From eDEP, we obtained all plan and report submissions to DEP for reporting years 2016 and 2017. With these data, we performed the following tests:

  • We selected a nonstatistical, judgmental sample of 60 toxics use reduction (TUR) reports for reporting years 2016 and 2017 from a population of 938. We reviewed the reports to ensure the following:
     
    • that each report was filed by July 1 of the following year under Section 50.32(1) of Title 310 of the Code of Massachusetts Regulations (CMR)
       
    • that each report contained one completed Form S, required under 310 CMR 50.32(11), and one completed Form R or A, whichever was required under the same regulation.
  • We selected a nonstatistical, random sample of 40 biennial TUR plans from a population of 433. We reviewed whether each plan was approved by a certified TUR planner as required by 310 CMR 50.42(3).
     
  • We tested whether all facilities that submitted TUR reports for reporting year 2016 also submitted reports for reporting year 2017. If a 2017 TUR report was not on file for a facility, we reviewed DEP’s supporting documentation that substantiated that a filing was not necessary for reporting year 2017.
     
  • We tested whether all facilities that submitted TUR reports for reporting year 2017 also submitted the required biennial TUR plan summaries during 2017 under 310 CMR 50.47. If a facility did not submit the required biennial TUR plan summary during 2017, we determined whether DEP detected the lack of filing and whether it attempted to ascertain why no report was filed in 2017.
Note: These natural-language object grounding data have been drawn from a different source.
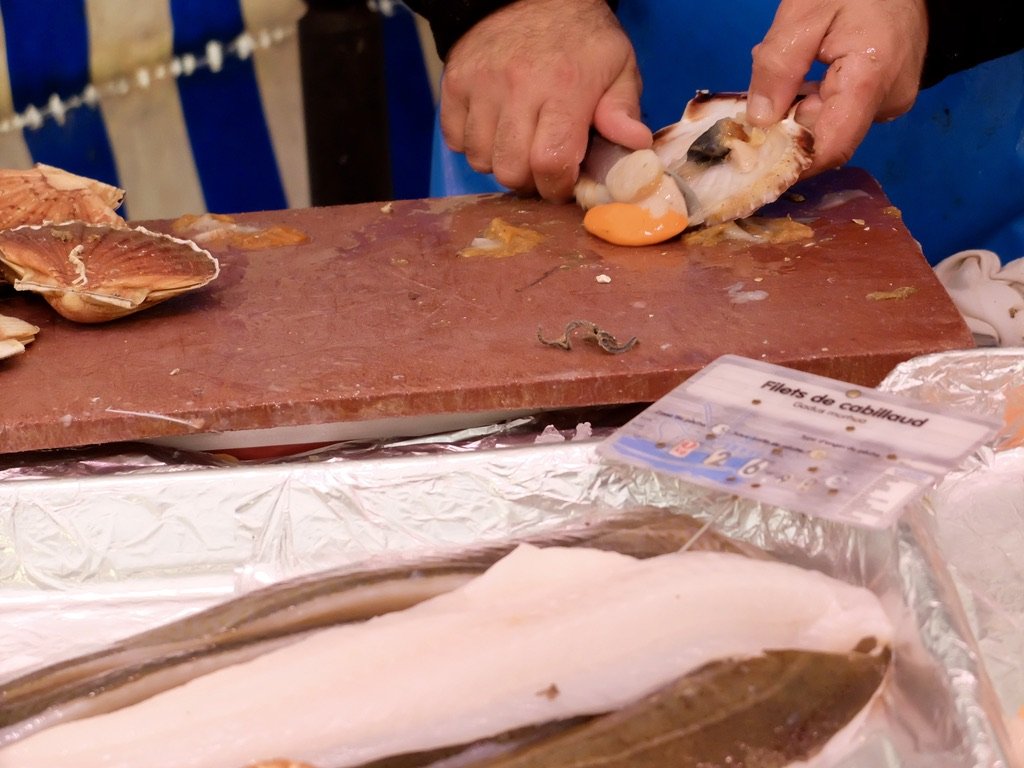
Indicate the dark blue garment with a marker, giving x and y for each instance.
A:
(953, 165)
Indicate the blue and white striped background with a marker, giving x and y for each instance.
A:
(187, 104)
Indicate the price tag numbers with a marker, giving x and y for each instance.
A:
(798, 440)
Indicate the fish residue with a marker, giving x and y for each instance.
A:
(902, 292)
(738, 296)
(220, 229)
(752, 229)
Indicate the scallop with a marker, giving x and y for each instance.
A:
(727, 168)
(14, 335)
(709, 168)
(93, 273)
(44, 194)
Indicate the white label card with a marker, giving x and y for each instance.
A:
(797, 440)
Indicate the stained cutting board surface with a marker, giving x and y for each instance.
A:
(377, 316)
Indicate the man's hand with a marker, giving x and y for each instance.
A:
(873, 50)
(523, 86)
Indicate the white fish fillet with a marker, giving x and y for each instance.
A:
(604, 628)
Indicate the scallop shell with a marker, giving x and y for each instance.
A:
(45, 194)
(92, 273)
(726, 168)
(14, 334)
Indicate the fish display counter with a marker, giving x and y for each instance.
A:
(500, 596)
(101, 547)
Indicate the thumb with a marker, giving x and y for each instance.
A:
(616, 115)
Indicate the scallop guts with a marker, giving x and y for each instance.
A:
(546, 635)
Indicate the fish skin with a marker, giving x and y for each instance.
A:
(766, 712)
(127, 671)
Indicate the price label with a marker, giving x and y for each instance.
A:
(797, 440)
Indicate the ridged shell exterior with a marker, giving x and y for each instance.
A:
(723, 192)
(93, 273)
(44, 194)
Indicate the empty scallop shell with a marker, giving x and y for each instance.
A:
(14, 334)
(727, 168)
(45, 194)
(92, 273)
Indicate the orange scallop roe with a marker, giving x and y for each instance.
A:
(631, 224)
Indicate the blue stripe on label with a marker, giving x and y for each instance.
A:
(47, 53)
(229, 138)
(411, 108)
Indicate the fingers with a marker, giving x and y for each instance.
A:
(616, 116)
(519, 93)
(842, 112)
(559, 144)
(783, 58)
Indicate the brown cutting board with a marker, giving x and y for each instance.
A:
(377, 317)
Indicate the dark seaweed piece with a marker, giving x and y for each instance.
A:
(588, 330)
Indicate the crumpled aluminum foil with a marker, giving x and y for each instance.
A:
(89, 556)
(979, 508)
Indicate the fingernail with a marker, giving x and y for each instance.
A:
(759, 109)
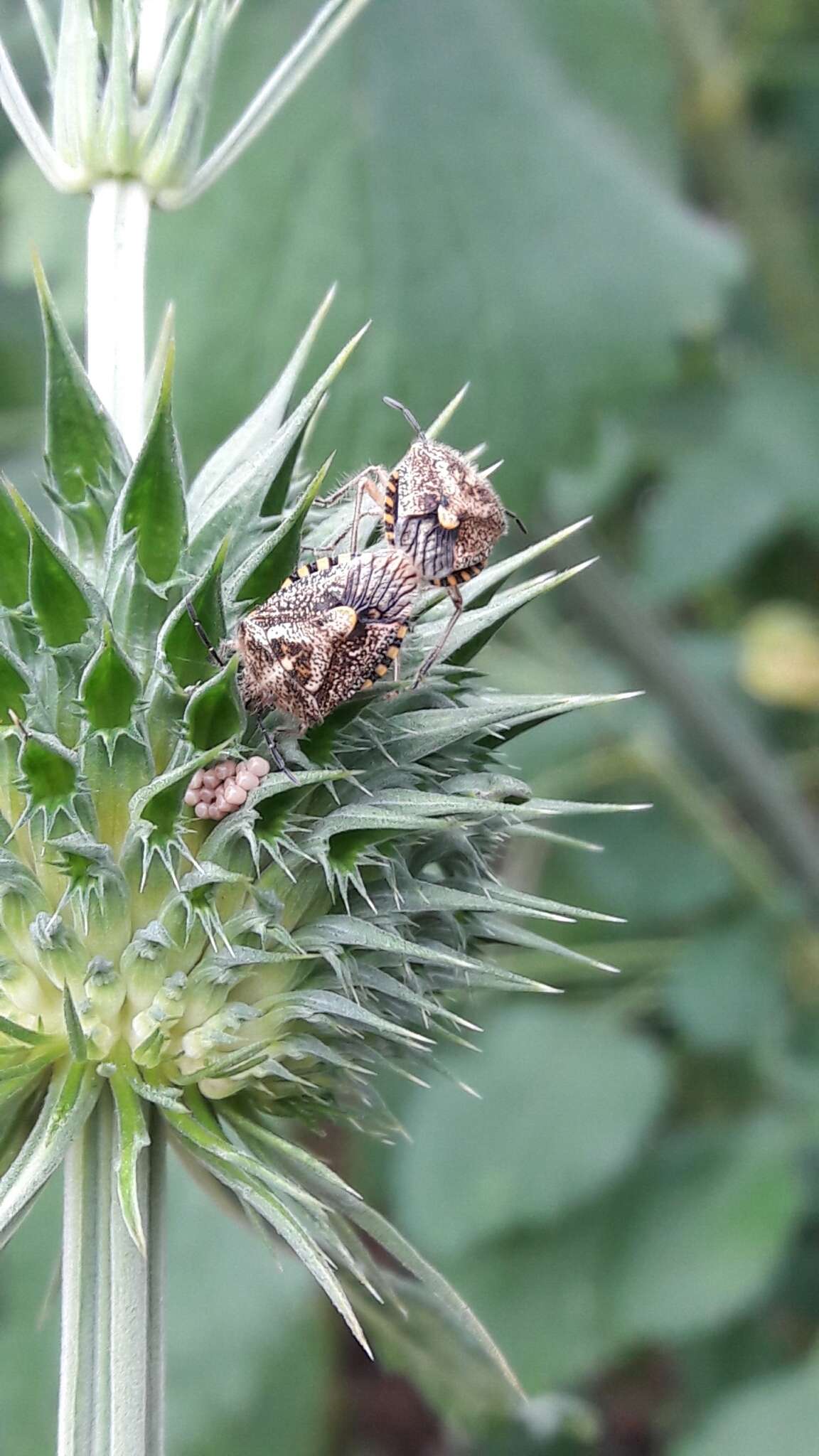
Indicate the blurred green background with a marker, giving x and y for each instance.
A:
(605, 213)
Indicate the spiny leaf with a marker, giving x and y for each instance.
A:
(261, 426)
(477, 626)
(180, 644)
(109, 686)
(11, 1028)
(82, 443)
(161, 801)
(423, 733)
(274, 560)
(14, 551)
(132, 1139)
(77, 1044)
(240, 494)
(70, 1098)
(154, 496)
(48, 769)
(63, 601)
(15, 685)
(215, 714)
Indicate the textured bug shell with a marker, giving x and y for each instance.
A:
(330, 631)
(442, 511)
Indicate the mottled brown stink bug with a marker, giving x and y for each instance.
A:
(439, 510)
(330, 631)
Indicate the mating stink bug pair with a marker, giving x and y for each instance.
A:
(439, 510)
(330, 631)
(337, 623)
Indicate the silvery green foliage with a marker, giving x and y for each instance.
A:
(244, 978)
(130, 87)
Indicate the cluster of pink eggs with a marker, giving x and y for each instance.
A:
(223, 788)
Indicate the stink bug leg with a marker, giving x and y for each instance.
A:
(369, 482)
(272, 746)
(433, 657)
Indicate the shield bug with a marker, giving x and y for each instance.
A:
(439, 510)
(330, 631)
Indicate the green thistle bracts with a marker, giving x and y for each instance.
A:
(261, 968)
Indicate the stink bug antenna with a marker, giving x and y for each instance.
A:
(516, 519)
(270, 742)
(407, 414)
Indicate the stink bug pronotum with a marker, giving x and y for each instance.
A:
(331, 629)
(439, 510)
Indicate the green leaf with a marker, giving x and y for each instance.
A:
(15, 685)
(154, 496)
(14, 550)
(132, 1140)
(82, 444)
(432, 730)
(276, 1342)
(422, 1342)
(237, 498)
(77, 1044)
(776, 1414)
(159, 804)
(255, 433)
(50, 771)
(478, 626)
(226, 1165)
(598, 1091)
(215, 714)
(62, 599)
(9, 1028)
(70, 1098)
(180, 644)
(274, 560)
(109, 686)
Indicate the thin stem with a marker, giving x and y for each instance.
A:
(115, 348)
(323, 33)
(30, 130)
(111, 1381)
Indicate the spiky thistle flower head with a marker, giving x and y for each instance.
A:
(238, 978)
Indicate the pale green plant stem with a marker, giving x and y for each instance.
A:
(117, 244)
(111, 1368)
(111, 1371)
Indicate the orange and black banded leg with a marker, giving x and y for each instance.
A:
(270, 742)
(452, 584)
(370, 482)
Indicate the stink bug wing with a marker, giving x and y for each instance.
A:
(381, 586)
(430, 547)
(291, 654)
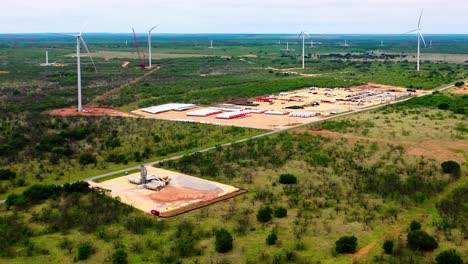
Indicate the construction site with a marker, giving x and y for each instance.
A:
(166, 193)
(281, 110)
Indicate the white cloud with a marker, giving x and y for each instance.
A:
(249, 16)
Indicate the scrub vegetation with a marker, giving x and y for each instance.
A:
(383, 186)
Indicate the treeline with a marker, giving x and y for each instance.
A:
(45, 148)
(457, 104)
(453, 209)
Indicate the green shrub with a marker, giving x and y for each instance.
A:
(84, 251)
(119, 257)
(280, 212)
(419, 239)
(223, 241)
(288, 179)
(271, 238)
(87, 158)
(388, 246)
(264, 214)
(451, 167)
(346, 244)
(415, 226)
(449, 257)
(443, 106)
(6, 174)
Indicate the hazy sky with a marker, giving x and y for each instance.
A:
(235, 16)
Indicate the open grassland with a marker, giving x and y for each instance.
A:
(367, 189)
(362, 175)
(60, 149)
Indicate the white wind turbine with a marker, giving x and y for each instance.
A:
(79, 41)
(303, 34)
(149, 44)
(420, 37)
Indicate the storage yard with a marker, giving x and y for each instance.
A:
(177, 194)
(281, 110)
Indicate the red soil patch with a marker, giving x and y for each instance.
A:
(173, 194)
(200, 204)
(463, 90)
(121, 87)
(433, 149)
(89, 111)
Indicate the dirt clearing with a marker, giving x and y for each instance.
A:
(292, 108)
(108, 55)
(183, 194)
(92, 111)
(463, 90)
(432, 149)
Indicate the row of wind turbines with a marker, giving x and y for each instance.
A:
(303, 34)
(418, 31)
(80, 41)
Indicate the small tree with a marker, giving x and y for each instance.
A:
(388, 246)
(119, 257)
(87, 158)
(443, 106)
(280, 212)
(223, 241)
(84, 251)
(415, 226)
(449, 257)
(288, 179)
(451, 167)
(271, 238)
(419, 239)
(264, 214)
(6, 174)
(346, 244)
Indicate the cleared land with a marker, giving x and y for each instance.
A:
(331, 101)
(184, 193)
(108, 55)
(93, 111)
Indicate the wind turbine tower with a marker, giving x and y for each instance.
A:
(303, 34)
(420, 37)
(79, 41)
(150, 59)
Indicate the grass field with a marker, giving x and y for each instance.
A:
(367, 175)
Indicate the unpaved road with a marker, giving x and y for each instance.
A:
(254, 137)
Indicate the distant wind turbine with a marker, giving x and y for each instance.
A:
(149, 45)
(420, 37)
(79, 41)
(303, 34)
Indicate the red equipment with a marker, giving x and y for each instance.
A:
(135, 40)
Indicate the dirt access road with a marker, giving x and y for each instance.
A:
(109, 93)
(254, 137)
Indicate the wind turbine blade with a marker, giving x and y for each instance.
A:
(151, 29)
(66, 34)
(420, 16)
(414, 30)
(420, 34)
(89, 53)
(83, 27)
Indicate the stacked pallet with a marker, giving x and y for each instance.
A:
(271, 112)
(232, 115)
(205, 112)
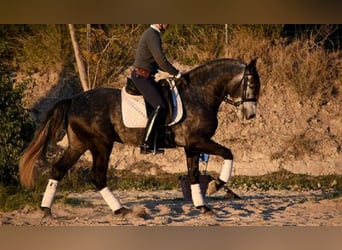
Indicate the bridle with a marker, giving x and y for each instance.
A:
(245, 80)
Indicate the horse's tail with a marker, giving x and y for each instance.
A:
(46, 134)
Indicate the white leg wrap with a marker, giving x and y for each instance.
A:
(197, 197)
(50, 193)
(110, 199)
(226, 170)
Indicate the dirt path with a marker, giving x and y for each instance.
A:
(168, 208)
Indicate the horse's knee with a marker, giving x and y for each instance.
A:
(99, 181)
(228, 155)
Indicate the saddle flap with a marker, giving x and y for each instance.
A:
(134, 112)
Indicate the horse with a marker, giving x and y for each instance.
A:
(93, 121)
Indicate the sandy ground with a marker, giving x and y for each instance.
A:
(168, 208)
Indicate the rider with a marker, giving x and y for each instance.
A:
(150, 58)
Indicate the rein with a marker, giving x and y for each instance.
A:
(245, 82)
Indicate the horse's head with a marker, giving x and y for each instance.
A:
(246, 93)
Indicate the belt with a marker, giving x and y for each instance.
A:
(142, 72)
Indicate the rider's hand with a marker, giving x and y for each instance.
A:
(178, 75)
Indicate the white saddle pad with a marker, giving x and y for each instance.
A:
(134, 112)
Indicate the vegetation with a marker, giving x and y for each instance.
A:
(306, 54)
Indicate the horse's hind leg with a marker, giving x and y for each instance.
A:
(101, 153)
(59, 169)
(192, 160)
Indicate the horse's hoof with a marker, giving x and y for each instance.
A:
(214, 186)
(205, 210)
(122, 211)
(46, 211)
(231, 195)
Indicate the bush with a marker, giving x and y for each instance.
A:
(16, 128)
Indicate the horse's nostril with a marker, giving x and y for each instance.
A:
(251, 116)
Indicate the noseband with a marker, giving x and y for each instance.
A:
(246, 82)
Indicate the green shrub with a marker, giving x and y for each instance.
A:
(16, 127)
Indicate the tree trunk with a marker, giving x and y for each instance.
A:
(78, 57)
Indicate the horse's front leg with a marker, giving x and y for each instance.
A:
(211, 147)
(192, 160)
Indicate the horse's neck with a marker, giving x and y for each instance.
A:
(213, 82)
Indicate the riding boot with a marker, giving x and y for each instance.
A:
(155, 121)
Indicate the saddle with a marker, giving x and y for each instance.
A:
(135, 110)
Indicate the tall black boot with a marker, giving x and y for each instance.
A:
(156, 120)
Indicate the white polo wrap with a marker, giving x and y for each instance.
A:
(226, 170)
(197, 197)
(50, 193)
(110, 199)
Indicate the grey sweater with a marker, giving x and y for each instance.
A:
(150, 54)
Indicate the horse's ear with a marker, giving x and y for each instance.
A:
(252, 65)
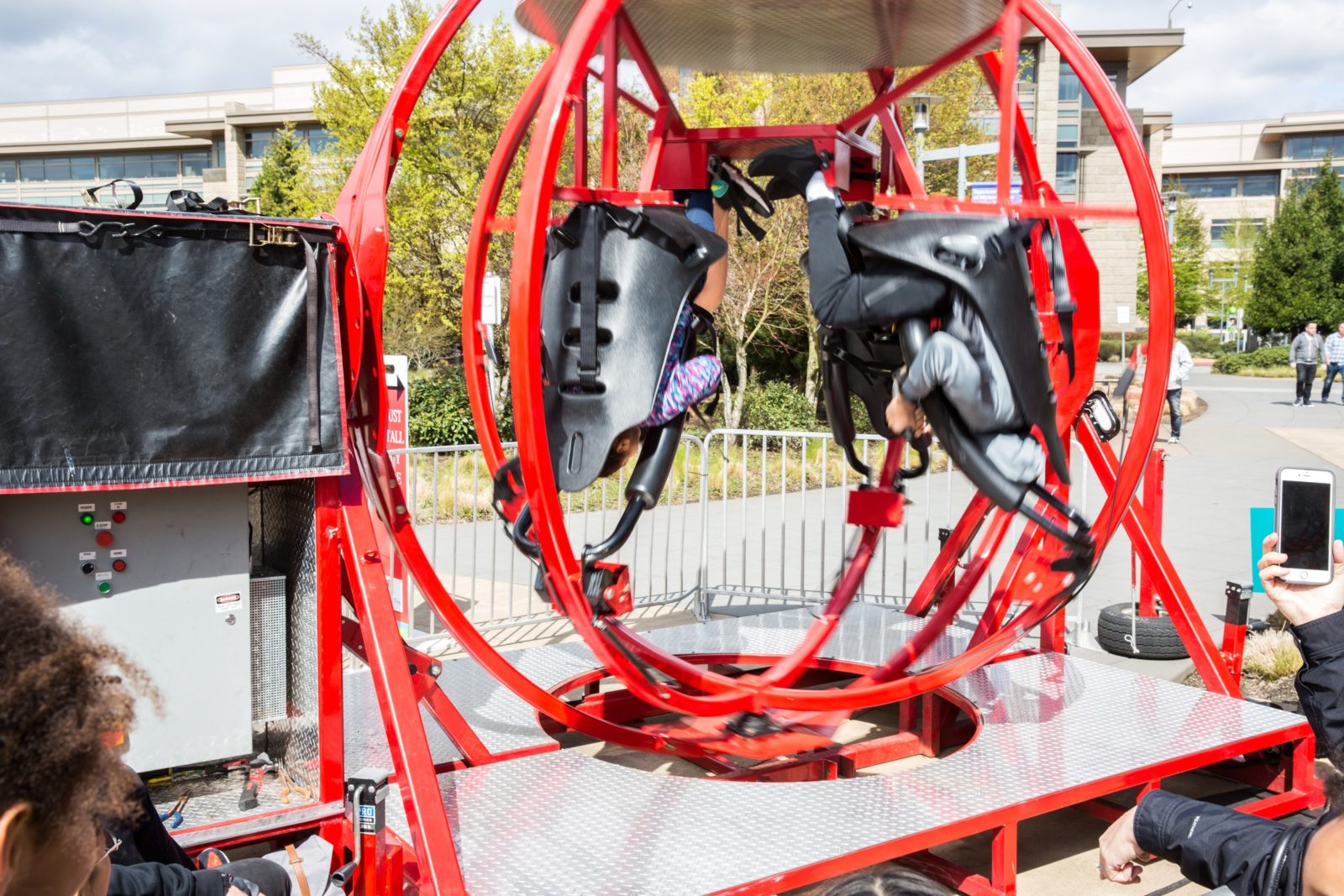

When sampling, we used a nonstatistical sampling method, whose results we could not project to the entire population.

Watershed Planning Program—Quality Assurance Program Plan

To determine whether DEP complied with the reporting requirements of Sections 305(b) and 303(d) of the CWA, we requested from DEP a copy of its 2018 Integrated List of Waters Report (submitted to the United States Environmental Protection Agency [EPA], which refers to it as an Integrated Report) to verify that the report complied with EPA requirements and was submitted in a timely manner.

To determine whether DEP complied with the reporting requirements of Section 106 of the CWA, we requested DEP’s 2018 annual updated submission of water quality data to the Water Quality Exchange network.8

7.     eDEP is DEP’s online filing system used by the public to submit reports, certifications, data, and permits to DEP.

8.     The Water Quality Exchange is the portal on EPA’s website that states use to submit water monitoring data to EPA.